Last week, Akamai's DNS servers were DDoS targets that slowed large customer sites. The attacks are still being investigated and reveal a higher degree of sophistication than seen in the past.
Akamai Attack Reveals Increased Sophisticationhttp://www.computerworld.com/printthis/200...4,93977,00.html
An attack last week against Akamai Technologies Inc. demonstrated the disruption of key Web site activity that a well-placed assault on the Internet's Domain Name System can cause. The incident also revealed a troubling capability on the part of hackers to target core Internet infrastructure technologies, security experts said. Several major customers of Akamai's DNS hosting services, including Microsoft Corp., Yahoo Inc. and Google Inc., suffered brief but severe Web performance slowdowns on June 15 as a result of a large-scale attack on Akamai's DNS servers. Keynote Systems Inc., a San Mateo, Calif.-based third-party Web site performance measurement firm, said that in some cases, availability of affected sites dropped to nearly zero for a brief period.

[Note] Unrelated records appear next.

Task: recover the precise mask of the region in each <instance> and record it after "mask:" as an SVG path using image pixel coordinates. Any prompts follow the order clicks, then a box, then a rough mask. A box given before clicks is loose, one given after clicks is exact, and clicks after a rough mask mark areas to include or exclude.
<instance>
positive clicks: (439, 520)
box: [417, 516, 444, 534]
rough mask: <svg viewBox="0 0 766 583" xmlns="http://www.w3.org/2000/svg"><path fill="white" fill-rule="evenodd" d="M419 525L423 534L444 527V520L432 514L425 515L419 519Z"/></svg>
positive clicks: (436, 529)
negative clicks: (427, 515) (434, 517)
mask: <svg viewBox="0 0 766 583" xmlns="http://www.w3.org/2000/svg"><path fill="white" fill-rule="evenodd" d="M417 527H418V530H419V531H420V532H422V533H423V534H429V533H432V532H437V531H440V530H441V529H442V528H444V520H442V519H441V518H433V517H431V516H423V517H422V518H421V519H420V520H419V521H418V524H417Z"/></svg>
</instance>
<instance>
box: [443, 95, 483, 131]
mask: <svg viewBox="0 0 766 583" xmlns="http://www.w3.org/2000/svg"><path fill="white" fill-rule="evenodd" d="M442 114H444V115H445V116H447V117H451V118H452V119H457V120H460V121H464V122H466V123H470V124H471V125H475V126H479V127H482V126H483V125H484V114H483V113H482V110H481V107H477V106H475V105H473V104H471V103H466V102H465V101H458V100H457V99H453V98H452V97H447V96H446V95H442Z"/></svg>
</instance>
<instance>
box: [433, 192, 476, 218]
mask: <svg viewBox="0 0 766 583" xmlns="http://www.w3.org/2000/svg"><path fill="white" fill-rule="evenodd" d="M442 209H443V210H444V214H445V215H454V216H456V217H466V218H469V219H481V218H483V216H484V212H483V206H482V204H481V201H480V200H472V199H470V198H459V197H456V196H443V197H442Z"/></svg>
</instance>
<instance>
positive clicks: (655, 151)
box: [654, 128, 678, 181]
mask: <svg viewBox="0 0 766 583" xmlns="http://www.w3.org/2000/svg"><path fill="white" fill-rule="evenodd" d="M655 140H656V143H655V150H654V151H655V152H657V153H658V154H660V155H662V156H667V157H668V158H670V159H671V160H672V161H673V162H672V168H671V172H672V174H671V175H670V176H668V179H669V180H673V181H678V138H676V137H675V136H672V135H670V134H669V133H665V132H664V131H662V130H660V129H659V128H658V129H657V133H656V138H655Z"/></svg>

"Akamai is not a two-bit operation. These guys are designed to stay up. They are huge and well distributed, so it doesn't add up," said Bruce Schneier, chief technology officer at Counterpane Internet Security Inc. in Mountain View, Calif. "My guess is that it [was] some kind of an internal failure within Akamai or maybe a targeted attack against them by someone with insider knowledge and access."
Moreover, there was no suspicious Internet traffic or DNS patterns to suggest that such a massive and distributed attack had taken place, said Craig Labovitz, director of network architecture at Arbor Networks Inc., a Lexington, Mass., provider of DoS mitigation technologies. Arbor's network monitoring tools are installed on several carrier networks around the world. In any case, the event was marked by being a step beyond "simple bandwidth attacks" on individual Web sites to more sophisticated targeting of core upstream Internet routers, DNS servers and bandwidth bottlenecks, according to Labovitz.
"It's a fairly scary escalation," Labovitz said. "What we are seeing is a shift away from completely brain-dead attackers to folks who know a little bit about the network topology, trace routes and about where the DNS might live" on a network, he said.